Loads of Learned Lumber

Monday, April 17, 2017

Brian Blanchfield, _Proxies: Essays Near Knowing: a reckoning_

VERY MUCH LOOKING forward to the poetry collection that will be the sequel to A Several World, but glad to have this.

The twenty-four essays in Proxies were written, a prefatory note tells us, with two compositional principles in mind: one, they are based only on what Blanchfield could call to mind, without recourse to the internet or "other authoritative sources," and two, they "stay with the subject until it gives onto an area of personal uneasiness, a site of vulnerability, and keep unpacking from there."

The first principle means that the essays contain their share of misstatements, but Blanchfield provides a useful appendix, "Correction," in which the record is set straight and we learn (for instance) that Sylvia, not Juice Newton, recorded the hit version of "Tumbleweed." (I flipped back to "Correction" on finishing each essay, but I noticed that it would also work well read straight through from beginning to end, so perhaps it could be seen as the 25th essay.)

The second principle means that this is one amazing, delightful, continually surprising, and deeply worthwhile book. A brave book--not in a showy way, but convincingly brave nonetheless--and a beautiful one.

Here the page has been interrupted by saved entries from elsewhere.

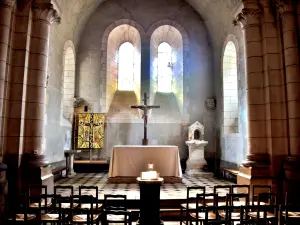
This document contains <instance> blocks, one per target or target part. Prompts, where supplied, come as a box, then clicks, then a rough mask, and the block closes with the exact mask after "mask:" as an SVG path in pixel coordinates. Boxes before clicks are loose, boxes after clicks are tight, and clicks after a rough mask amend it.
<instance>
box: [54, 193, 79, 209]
mask: <svg viewBox="0 0 300 225" xmlns="http://www.w3.org/2000/svg"><path fill="white" fill-rule="evenodd" d="M56 202H57V204H61V208H64V209H65V208H68V209H72V208H74V207H75V206H76V205H75V203H74V202H73V198H72V196H61V197H59V198H57V199H56Z"/></svg>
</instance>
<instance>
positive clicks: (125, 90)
mask: <svg viewBox="0 0 300 225" xmlns="http://www.w3.org/2000/svg"><path fill="white" fill-rule="evenodd" d="M118 66H119V68H118V70H119V71H118V89H119V90H121V91H132V90H134V83H133V78H134V47H133V45H132V44H131V43H130V42H125V43H123V44H122V45H121V46H120V48H119V57H118Z"/></svg>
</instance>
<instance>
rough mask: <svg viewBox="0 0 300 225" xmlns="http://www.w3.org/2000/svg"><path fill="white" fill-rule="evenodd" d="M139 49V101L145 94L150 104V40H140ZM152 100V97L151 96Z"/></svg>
mask: <svg viewBox="0 0 300 225" xmlns="http://www.w3.org/2000/svg"><path fill="white" fill-rule="evenodd" d="M141 44H142V49H141V57H142V58H141V93H140V96H141V99H143V96H144V93H145V92H146V93H147V95H148V96H150V101H149V102H150V104H151V102H153V101H154V99H151V97H152V96H151V95H150V83H151V82H150V79H151V78H150V40H149V39H148V38H145V39H144V40H142V43H141ZM153 98H154V96H153Z"/></svg>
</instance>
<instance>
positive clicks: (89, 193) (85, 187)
mask: <svg viewBox="0 0 300 225" xmlns="http://www.w3.org/2000/svg"><path fill="white" fill-rule="evenodd" d="M85 190H87V191H89V192H90V191H94V192H95V195H92V196H93V197H94V204H93V208H94V209H96V210H97V211H100V210H101V209H102V204H101V203H99V202H98V199H99V197H98V196H99V193H98V187H97V186H84V185H81V186H79V195H83V192H84V191H85ZM88 195H90V193H89V194H88ZM89 206H90V204H81V207H82V208H88V207H89Z"/></svg>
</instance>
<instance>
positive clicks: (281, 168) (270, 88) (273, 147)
mask: <svg viewBox="0 0 300 225" xmlns="http://www.w3.org/2000/svg"><path fill="white" fill-rule="evenodd" d="M261 5H262V9H263V17H262V38H263V39H262V43H263V58H264V63H265V65H264V77H265V84H264V85H265V91H266V105H265V106H266V124H267V146H268V151H269V154H270V159H271V162H272V163H271V166H270V175H271V178H273V179H272V187H273V190H274V191H275V190H276V191H277V192H278V193H282V191H281V188H282V178H283V177H282V176H281V175H282V170H281V169H282V160H283V159H284V158H285V157H286V155H287V152H288V126H287V113H286V95H285V82H284V70H283V62H282V60H281V58H282V57H281V56H282V55H281V54H280V53H281V51H280V50H281V41H280V33H279V32H278V29H277V28H278V24H277V21H276V19H275V18H276V17H275V16H276V13H275V14H274V10H273V8H272V7H271V2H270V1H269V0H261ZM279 177H280V178H279ZM275 178H276V179H275ZM282 196H283V195H282Z"/></svg>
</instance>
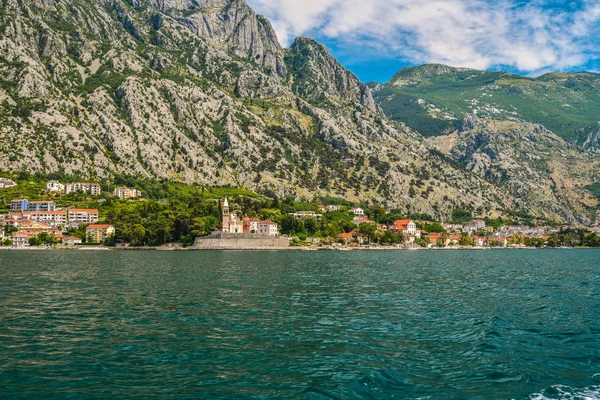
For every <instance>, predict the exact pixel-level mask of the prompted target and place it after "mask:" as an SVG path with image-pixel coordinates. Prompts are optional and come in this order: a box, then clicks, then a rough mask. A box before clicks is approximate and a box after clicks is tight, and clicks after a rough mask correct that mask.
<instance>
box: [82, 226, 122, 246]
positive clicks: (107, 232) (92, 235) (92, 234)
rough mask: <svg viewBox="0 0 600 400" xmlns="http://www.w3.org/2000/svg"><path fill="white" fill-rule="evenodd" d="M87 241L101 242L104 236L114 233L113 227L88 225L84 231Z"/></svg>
mask: <svg viewBox="0 0 600 400" xmlns="http://www.w3.org/2000/svg"><path fill="white" fill-rule="evenodd" d="M85 234H86V237H87V239H88V242H90V243H102V242H103V241H104V240H105V239H106V238H108V237H110V236H114V235H115V228H114V226H112V225H108V224H103V225H94V224H92V225H89V226H88V227H87V229H86V231H85Z"/></svg>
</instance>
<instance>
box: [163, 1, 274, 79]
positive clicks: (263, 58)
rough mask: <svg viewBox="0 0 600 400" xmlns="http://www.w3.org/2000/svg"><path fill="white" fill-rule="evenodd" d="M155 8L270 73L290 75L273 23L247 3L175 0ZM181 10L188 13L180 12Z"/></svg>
mask: <svg viewBox="0 0 600 400" xmlns="http://www.w3.org/2000/svg"><path fill="white" fill-rule="evenodd" d="M155 5H156V7H157V8H159V9H160V10H162V11H163V12H165V13H167V14H168V15H170V16H172V17H173V18H175V19H176V20H177V21H178V22H179V23H181V24H182V25H184V26H186V27H187V28H188V29H190V30H191V31H192V32H194V33H195V34H196V35H198V36H199V37H201V38H204V39H208V40H209V41H211V42H213V43H216V44H218V45H221V46H225V48H226V49H227V51H228V52H230V53H232V54H235V55H236V56H239V57H242V58H245V59H248V60H251V61H252V62H255V63H257V64H258V65H260V66H262V67H264V68H266V69H268V71H269V73H270V74H278V75H280V76H282V77H283V76H285V75H286V69H285V66H284V63H283V58H282V55H281V46H280V44H279V42H278V40H277V35H276V33H275V31H274V30H273V27H272V26H271V23H270V22H269V21H268V20H267V19H266V18H264V17H263V16H261V15H256V14H255V13H254V11H253V10H252V9H251V8H250V7H248V5H247V4H246V2H245V1H243V0H228V1H218V0H207V1H201V2H199V3H197V2H193V4H189V2H187V1H183V0H182V1H180V0H173V1H165V2H157V3H156V4H155ZM181 10H186V11H187V12H186V13H180V12H177V11H181Z"/></svg>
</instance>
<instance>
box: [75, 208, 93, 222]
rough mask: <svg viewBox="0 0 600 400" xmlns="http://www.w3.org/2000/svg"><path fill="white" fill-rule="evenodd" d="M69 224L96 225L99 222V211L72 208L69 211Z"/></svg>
mask: <svg viewBox="0 0 600 400" xmlns="http://www.w3.org/2000/svg"><path fill="white" fill-rule="evenodd" d="M69 222H78V223H80V224H94V223H96V222H98V210H89V209H77V208H71V209H69Z"/></svg>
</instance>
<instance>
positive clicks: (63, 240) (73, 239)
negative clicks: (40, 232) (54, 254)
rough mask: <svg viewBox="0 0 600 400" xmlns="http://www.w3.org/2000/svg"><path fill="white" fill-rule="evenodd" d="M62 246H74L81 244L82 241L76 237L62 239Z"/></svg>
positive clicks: (64, 238)
mask: <svg viewBox="0 0 600 400" xmlns="http://www.w3.org/2000/svg"><path fill="white" fill-rule="evenodd" d="M61 241H62V244H64V245H67V246H74V245H76V244H81V242H82V240H81V239H80V238H78V237H75V236H67V237H63V238H62V240H61Z"/></svg>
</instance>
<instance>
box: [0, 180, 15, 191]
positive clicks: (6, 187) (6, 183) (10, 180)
mask: <svg viewBox="0 0 600 400" xmlns="http://www.w3.org/2000/svg"><path fill="white" fill-rule="evenodd" d="M13 186H17V184H16V183H15V182H14V181H12V180H10V179H6V178H0V189H4V188H9V187H13Z"/></svg>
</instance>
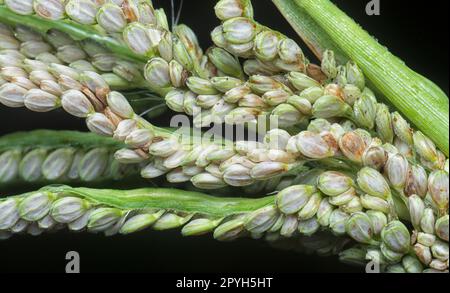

Presiding presences here include Montaigne, recalled in the titles (e.g., "On Owls," "On Sardines," and so on) and in the essays' "que sais-je?" premise; Roland Barthes, especially the Barthes of Mythologies, in the book's willingness to put under the microscope such routine and seemingly (but not really) inane phenomena as minute-taking and academic dossiers; Maggie Nelson, for the unsensationalized honesty of pieces like "On Man Roulette" and "On Frottage"; and the great Guy Davenport, for the whole book's boundary-hopping intelligence, lucidity of style, and clarity of perception.

(By the way, Blanchfield has a wonderful essay on Davenport in the Spring 2017 issue of Oxford American, and you should go read it right now.)

I read the book one or two essays at a time over about several weeks, which worked nicely, but the book has a gathering momentum, becoming as it proceeds more personal, virtually a memoir, so by the time you get to "On Reset," "On the Understory," and "On the Near Term," it actually becomes rather difficult to put down.

Is the rumor true that he has been hired by a university in Idaho? If so, smart move, Idaho.